Nadie quiere ya faltar por si las moscas.
Como en todo, siempre habrá
alguien que haya sobrepasado ese margen de confianza y haya abusado de las
bajas o de las faltas al trabajo. Pero, amigos, ahora es otra cosa. Los
trabajos se han convertido en estados policiales donde se ficha en un momento
concreto, ni antes ni después, donde no es posible ya (y lo sé por experiencia)
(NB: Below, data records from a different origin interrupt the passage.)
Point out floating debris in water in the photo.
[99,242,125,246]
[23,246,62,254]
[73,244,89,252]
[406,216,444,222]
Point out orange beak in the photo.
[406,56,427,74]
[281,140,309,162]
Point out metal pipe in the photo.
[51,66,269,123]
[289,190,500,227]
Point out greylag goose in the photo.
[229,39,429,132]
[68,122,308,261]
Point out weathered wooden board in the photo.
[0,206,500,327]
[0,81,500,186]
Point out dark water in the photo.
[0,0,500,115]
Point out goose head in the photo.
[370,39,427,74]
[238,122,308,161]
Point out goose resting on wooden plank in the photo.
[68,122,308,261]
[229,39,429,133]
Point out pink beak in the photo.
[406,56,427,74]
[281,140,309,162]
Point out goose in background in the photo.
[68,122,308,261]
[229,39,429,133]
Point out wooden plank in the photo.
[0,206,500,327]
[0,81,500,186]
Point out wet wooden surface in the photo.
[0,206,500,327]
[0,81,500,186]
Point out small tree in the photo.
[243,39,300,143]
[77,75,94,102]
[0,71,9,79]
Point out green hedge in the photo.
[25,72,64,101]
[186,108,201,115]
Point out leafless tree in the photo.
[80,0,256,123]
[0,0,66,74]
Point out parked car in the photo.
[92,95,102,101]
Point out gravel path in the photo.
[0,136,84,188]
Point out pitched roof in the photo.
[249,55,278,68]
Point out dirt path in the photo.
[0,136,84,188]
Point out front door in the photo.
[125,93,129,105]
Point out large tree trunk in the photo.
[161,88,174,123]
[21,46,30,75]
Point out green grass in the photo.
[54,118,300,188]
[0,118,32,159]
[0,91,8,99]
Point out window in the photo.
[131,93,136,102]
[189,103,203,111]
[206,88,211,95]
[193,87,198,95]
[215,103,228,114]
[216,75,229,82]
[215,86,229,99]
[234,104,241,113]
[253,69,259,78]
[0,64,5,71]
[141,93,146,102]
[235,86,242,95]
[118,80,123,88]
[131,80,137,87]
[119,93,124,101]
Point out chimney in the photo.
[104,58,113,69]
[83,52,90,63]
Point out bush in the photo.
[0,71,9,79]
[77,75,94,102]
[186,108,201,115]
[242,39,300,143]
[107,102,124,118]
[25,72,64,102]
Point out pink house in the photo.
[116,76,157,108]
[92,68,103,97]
tomar café con según qué personas, o caes en una bolsa de vacío a la espera de
una reprimenda o de una llamada interna advirtiéndote de con quién debes
juntarte. Si alguien lo ha vivido o lo está viviendo, que levante la mano
mientras lee este artículo que pretende, sobre todo posar los ojos sobre esta
mujer de Cantabria que ha tenido que irse con una mano delante y otra detrás ante
la mirada sin alma de sus jefes.
¿Sintieron algo cuando
despidieron a esta mujer en apuros? ¿Han pensado alguna vez en otra cosa que no
sean ellos mismos o su contabilidad? ¿Saben lo que es la humanidad? ¿y la
confianza entre trabajadores y jefes? ¿Nos están tomando el pelo y estos tipos
de personas se corresponden a razas superiores que ni sienten ni padecen?
No puedo entenderlo. Y es
motivo de reflexión profunda. ¿Hacia adónde nos dirigimos? ¿Qué ha sido de la
bondad, de la generosidad, de la solidaridad en casos como el de Amaya? Ella es
cántabra, pero podría haber sido una vecina nuestra que a las siete de la
mañana veía cómo se desplegaban furgones por doquier a la puerta de su casa, y
que se sabía ya impotente y perdedora.
Entre los desempleados que
llenan las oficinas de empleo en busca de un trabajo digno deseado y los que lo
tienen y lo ejercen con el miedo a toser por si no pudieran volver mañana, la
vida laboral se nos plantea más como aquellas escenas de Metrópolis donde la
gente sale de las fábricas movidos por un automatismo singular. ¿Hombres o
robots? De casa al trabajo, del trabajo a casa. Ciudadanos ejemplares que
cumplen sus horarios a rajatabla y que no pueden salirse ni un ápice de su
tarea. En este mundo en el que se encontraba Amaya, en el que muchos nos
encontramos, no hay cabida para la creatividad ni para la humanidad, solo hay
sitio para el dinero que les hacemos ganar a todos. Y ser más competitivos,
amigos, es una labor de equipo. Creo que las lumbreras que nos gobiernan hoy han
eliminado de su diccionario algunas preciosas palabras que engrosan nuestro
diccionario. Y también han dejado de pensar en el mayor capital que tienen
entre sus manos: el capital humano.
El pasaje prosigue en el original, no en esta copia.